What you probably did to make your application is just create a Frame and stick an Applet into it. Some of the Java books mention this as the right way. Well, it's not really. That suffices if you're doing real simple stuff, but as soon as you try to use images or sounds or getDocumentBase or parameters or the status line, you're out of luck. What your Frame lacks is an AppletStub and an AppletContext. Fortunately, you don't have to figure out what those are, cause I've done it for you. See Acme.MainFrame - it lets you add a trivial main program to any applet and run it as an application.
Alternatively, if you don't want to write your application as an Applet at all, you can get yourself a Toolkit and use it directly instead of through AppletContext. Toolkit.getDefaultToolkit() is one way to do this, although if you're not going to be doing any GUI stuff you might want to use Acme.JPM.StubToolkit.
There are at least two different ways to define a class that calls back to routines in the client:
Yeah, some of the Java books, in particular "The Java Programming Language", imply that all you have to do in order to have your class support clone() is implement the Cloneable interface. Not so. Perhaps that was the intent at some point, but that's not the way it works currently. As it stands, you have to implement your own public clone() method, even if it doesn't do anything special and just calls super.clone(). See Acme.GenericCloneable for a sample clone routine.

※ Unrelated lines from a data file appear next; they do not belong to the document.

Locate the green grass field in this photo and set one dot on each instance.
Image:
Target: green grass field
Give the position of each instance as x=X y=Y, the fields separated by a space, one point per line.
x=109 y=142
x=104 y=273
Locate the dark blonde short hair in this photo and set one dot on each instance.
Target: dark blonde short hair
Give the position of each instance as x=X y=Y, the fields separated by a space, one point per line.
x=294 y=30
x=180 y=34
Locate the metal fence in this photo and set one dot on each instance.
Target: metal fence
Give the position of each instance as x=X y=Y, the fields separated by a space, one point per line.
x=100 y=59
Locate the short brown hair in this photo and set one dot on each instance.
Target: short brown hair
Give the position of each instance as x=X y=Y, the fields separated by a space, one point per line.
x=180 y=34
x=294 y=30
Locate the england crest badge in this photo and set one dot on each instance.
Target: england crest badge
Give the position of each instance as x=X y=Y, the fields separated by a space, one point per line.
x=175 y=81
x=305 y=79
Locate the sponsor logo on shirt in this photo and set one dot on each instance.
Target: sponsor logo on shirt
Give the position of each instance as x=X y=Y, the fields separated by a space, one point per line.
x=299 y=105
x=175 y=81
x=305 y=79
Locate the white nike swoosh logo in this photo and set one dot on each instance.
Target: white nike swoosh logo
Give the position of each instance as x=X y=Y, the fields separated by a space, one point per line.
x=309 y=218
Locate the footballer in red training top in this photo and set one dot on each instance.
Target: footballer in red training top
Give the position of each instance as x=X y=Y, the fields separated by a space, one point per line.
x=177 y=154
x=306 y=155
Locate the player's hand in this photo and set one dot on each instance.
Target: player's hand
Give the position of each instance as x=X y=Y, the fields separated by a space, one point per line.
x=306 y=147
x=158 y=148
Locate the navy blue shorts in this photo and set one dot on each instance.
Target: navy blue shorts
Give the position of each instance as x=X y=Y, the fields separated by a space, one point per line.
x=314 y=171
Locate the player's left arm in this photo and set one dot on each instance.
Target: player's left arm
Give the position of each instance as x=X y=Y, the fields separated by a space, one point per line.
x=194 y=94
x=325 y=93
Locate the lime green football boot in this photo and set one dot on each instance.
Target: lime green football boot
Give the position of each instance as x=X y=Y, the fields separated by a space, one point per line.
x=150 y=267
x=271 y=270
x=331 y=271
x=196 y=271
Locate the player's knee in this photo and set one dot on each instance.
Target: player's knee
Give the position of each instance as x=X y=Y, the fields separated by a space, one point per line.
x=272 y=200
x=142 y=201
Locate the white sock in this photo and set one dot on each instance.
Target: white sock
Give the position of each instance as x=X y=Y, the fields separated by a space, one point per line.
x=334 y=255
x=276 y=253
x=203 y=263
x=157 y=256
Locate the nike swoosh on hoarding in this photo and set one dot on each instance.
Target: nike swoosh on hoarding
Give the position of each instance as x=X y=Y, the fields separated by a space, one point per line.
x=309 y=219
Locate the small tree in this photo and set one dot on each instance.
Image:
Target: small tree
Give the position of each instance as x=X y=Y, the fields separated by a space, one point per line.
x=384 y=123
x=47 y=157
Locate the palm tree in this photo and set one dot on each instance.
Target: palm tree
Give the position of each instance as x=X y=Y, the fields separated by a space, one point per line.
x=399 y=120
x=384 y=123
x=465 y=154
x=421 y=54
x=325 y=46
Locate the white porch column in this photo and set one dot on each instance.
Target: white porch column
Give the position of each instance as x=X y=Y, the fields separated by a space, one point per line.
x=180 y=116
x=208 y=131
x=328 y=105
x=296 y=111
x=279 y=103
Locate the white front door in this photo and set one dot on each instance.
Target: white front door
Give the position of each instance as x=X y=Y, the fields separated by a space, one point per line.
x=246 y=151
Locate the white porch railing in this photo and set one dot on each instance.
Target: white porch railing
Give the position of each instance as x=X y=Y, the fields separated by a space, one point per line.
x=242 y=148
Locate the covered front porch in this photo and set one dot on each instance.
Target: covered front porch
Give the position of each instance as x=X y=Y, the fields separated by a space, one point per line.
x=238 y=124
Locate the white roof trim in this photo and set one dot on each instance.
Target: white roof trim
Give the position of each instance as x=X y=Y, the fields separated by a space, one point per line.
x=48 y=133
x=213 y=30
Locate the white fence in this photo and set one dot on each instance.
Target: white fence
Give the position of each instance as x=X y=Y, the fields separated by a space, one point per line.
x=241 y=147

It's pretty simple, although it's not documented in any obvious place. Just add the following command-line arguments when you start the application:
-DproxySet=true -DproxyHost=hostname -DproxyPort=portnum
The following is paraphrased from DEC SRC Research Report 20, "Synchronization Primitives for a Multiprocessor: A Formal Specification":
notify() is used to unblock one waiting thread; notifyAll() is used to unblock all of them. Using notify() is preferable (for efficiency) when only one blocked thread can benefit from the change (for example, when freeing a buffer back into a pool). notifyAll() is necessary (for correctness) if multiple threads should resume (for example, when releasing a "writer" lock on a file might permit all "readers" to resume).